2. Re-examine Your Listening Capabilities
I’ve seen this concept tested time and again and it’s another area where most organizations fall short. What often happens is someone in the marketing organization dreams up a grand idea for a new tactic or social innovation program. They write up a brief and put it out to their agency roster for consideration. The agency team executes on the work, launches the initiative and no budget or bandwidth is set aside to iterate or tweak the program. The thing is, most often you don’t get things right the first time. You won’t have time to send everything through QA. What you should be doing is listening intently to your most ardent advocates; generally, they will be first to suggest improvements to a new program, app or initiative and will also be the first to let you know when something goes sideways.

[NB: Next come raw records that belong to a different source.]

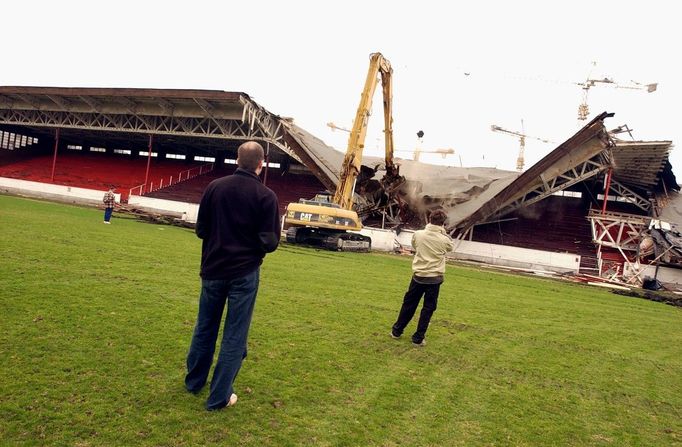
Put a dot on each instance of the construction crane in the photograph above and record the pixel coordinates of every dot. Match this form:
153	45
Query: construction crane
583	108
522	142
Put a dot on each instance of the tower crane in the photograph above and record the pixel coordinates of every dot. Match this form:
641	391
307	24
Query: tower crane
583	108
522	142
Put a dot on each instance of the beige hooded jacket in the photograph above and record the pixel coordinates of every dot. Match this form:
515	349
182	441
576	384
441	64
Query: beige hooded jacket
431	245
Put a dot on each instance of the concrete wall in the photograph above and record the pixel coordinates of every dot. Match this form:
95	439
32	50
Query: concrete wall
190	210
61	193
666	275
504	255
501	255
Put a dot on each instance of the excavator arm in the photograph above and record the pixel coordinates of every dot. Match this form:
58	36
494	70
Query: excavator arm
356	142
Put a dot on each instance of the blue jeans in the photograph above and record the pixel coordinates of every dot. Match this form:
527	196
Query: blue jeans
240	294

If you’re not listening to that chatter closely you’ll miss the insight and if you aren’t aligned with enough bandwidth to tweak the program, you’ll quickly lose your followers. If you follow the “launch it and move on” mentality, you’re almost guaranteed to have mediocre results. So think about how you can make listening a core part of your marketing innovation process.
3. Know When to Sunset
All things come to the end of their logical lifecycle. Bad programs that go sideways will get there a lot faster and if you keep pumping resources into it will drain your organization of energy, money and ideas. Back to my first point, you have to be willing to accept failure every so often and if you’re moving quickly and pushing out new marketing initiatives as fast as you can dream them up, you’ll probably hit a few sour notes. Shut them down and move on. Don’t pump resources into an idea just because it’s there. It’s OK to sunset ideas. Communicate clearly with your fans and consumers about the reasons behind it, move quickly to the next great idea and capture key learnings as you go to ensure you are moving through the ideastream strategically and not just flitting from project to project.
Combined these amount to a seemingly insurmountable obstacle for a lot of marketing organizations. Corporate politics, budgets and planning cycles do not always permit sweeping changes overnight. But be persistent and chip away at them over time. You can change how you engage your stakeholders and market products and services.